According to some embodiments of the present invention, the chain regulator (c1) may have a molar mass of 0.03 kg/mol to 0.5 kg/mol. Chain regulators are compounds having only one isocyanate-related functional group. Chain regulators include, but are not limited to, monohydric alcohols, monofunctional amines (preferably 1-butylamine, 1-hexylamine), and/or monopolyhydric alcohols (preferably 1-butanol, 1-hexanol, and 1-octanol) ). Chain regulators can be used in mixtures of individual components to adjust the desired flow properties.

According to some embodiments of the present invention, based on the amount of the isocyanate-reactive compound (b), the amount of the chain regulator is 0 to 5% by weight, preferably 0.1 to 1% by weight.
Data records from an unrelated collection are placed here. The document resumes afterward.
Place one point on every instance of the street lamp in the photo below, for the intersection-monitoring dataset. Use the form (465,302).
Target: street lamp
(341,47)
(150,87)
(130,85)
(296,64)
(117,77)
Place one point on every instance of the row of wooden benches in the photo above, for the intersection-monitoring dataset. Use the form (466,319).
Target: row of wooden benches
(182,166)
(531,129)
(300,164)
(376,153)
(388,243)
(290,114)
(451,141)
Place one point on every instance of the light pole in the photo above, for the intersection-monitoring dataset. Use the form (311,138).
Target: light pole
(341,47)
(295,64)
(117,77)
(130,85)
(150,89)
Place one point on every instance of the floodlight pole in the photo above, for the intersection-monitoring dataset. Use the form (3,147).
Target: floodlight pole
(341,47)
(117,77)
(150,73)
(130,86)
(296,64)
According to some embodiments of the present invention, at least one catalyst (d) can be used to manufacture TPU, which can accelerate the NCO group of diisocyanate (a) and the compound reactive toward isocyanate, the hydroxyl group of structural component (b), ( c), and the reaction between (c1). According to some preferred embodiments of the present invention, the catalyst can be selected from tertiary amines, such as triethylamine, dimethylcyclohexylamine, N-methylmorpholine, N,N'-dimethylpiperazine, The group of 2-(dimethylaminoethoxy)ethanol, diazbicyclo[2.2.2]octane, and similar substances. In other preferred embodiments, the at least one catalyst can be selected from the group of organometallic compounds, including but not limited to titanates, iron compounds (such as iron(III) acetylacetonate), tin compounds (such as Tin (II) diacetate, tin (II) dioctoate, tin (II) dilaurate), or dialkyltin salts of aliphatic carboxylic acids (such as dibutyltin diacetate, dibutyltin dilaurate) and the like.

According to some embodiments of the present invention, the catalysts may be used individually, or a mixture of at least two of the foregoing catalysts may be used. According to some preferred embodiments of the present invention, the amount of the catalyst or catalyst mixture is 0.0001% to 0.1% by weight calculated on the amount of the isocyanate-reactive compound (b) (preferably a polyhydroxy compound). Hydrolysis stabilizers (eg polymeric and low molecular weight carbodiimides) can also be added to structural components (a) to (c) and, if appropriate (c1), together with catalyst (d) or without the use of a catalyst .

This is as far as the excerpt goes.